Motivated by empirical evidence from the joint behavior of realized volatility time series, we propose to model the joint dynamics of log-volatilities using a bivariate fractional Ornstein-Uhlenbeck (2fOU) process. This is a mean reverting Gaussian process with fractal features living in R2. It is the solution of the Langevin equation with the multivariate fractional Brownian motion, in the sense of Amblard et al. (2012), as the driving term. This model is a multivariate version of the Rough Fractional Stochastic Volatility (RFSV) model proposed by Gatheral, Jaisson, and Rosenbaum (2018).

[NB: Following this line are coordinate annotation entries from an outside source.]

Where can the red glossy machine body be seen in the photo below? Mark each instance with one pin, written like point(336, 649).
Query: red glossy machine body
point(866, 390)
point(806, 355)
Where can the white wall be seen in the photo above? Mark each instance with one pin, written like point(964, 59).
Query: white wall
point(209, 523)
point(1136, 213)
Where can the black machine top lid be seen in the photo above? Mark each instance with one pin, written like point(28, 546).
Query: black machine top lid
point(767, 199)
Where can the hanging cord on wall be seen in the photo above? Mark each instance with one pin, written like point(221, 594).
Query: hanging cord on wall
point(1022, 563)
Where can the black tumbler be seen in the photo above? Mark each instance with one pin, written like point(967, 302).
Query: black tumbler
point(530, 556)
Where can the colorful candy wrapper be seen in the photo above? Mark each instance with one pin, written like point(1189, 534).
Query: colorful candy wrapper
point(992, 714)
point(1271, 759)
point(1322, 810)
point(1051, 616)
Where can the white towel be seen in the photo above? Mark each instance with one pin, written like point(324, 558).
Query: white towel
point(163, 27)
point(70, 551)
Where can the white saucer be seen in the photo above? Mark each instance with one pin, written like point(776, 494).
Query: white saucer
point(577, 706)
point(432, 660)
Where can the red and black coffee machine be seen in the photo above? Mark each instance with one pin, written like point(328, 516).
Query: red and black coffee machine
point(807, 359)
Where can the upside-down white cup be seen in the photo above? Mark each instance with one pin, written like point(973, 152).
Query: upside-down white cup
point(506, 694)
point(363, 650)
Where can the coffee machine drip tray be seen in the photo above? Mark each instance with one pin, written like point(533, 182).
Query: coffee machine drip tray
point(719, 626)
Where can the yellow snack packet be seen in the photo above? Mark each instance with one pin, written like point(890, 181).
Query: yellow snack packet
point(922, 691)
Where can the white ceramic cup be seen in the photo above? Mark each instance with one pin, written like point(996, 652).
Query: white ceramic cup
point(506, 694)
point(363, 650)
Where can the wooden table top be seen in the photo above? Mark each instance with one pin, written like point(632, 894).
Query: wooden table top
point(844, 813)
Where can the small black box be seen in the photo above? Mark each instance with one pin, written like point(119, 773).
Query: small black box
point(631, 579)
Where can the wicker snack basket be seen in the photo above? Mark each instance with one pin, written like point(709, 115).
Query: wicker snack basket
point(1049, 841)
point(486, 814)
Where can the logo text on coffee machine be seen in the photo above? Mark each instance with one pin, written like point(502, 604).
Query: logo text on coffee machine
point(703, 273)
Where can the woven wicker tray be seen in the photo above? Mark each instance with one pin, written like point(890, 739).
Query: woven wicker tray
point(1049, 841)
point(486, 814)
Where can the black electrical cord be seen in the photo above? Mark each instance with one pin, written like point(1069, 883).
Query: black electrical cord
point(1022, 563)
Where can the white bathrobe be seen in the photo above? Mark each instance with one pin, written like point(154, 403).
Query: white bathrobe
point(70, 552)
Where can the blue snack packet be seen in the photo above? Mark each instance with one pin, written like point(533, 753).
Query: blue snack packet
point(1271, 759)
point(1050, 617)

We discuss the main features of the process and propose different estimation procedures to identify its parameters. The first is a two-step method that takes as given the parameters governing the univariate marginals, whereas the second method identifies all the parameters at once. Regarding the first method, the estimation of the univariate process is well documented in the literature, but it often presents a bias in the speed of mean-reversion parameter, an issue that we try to overcome. We derive the asymptotic properties of the estimators and compare the performance of the finite sample behavior to the asymptotic
theory with Monte Carlo experiments.

Finally, an empirical investigation is carried out on 7 realized volatility time series overlapping in time and available on a long sampling period. Our results show how realized volatility time series are strongly correlated and present different degrees of asymmetry in their cross-covariance structure, which can be linked to what are known as spillover effects. These features can all be well captured by our model. Moreover, in accordance with the existing literature, we observe behaviors close to nonstationarity and roughness in the trajectories. A forecasting exercise provides further evidence of the consistency of our
model with observed data.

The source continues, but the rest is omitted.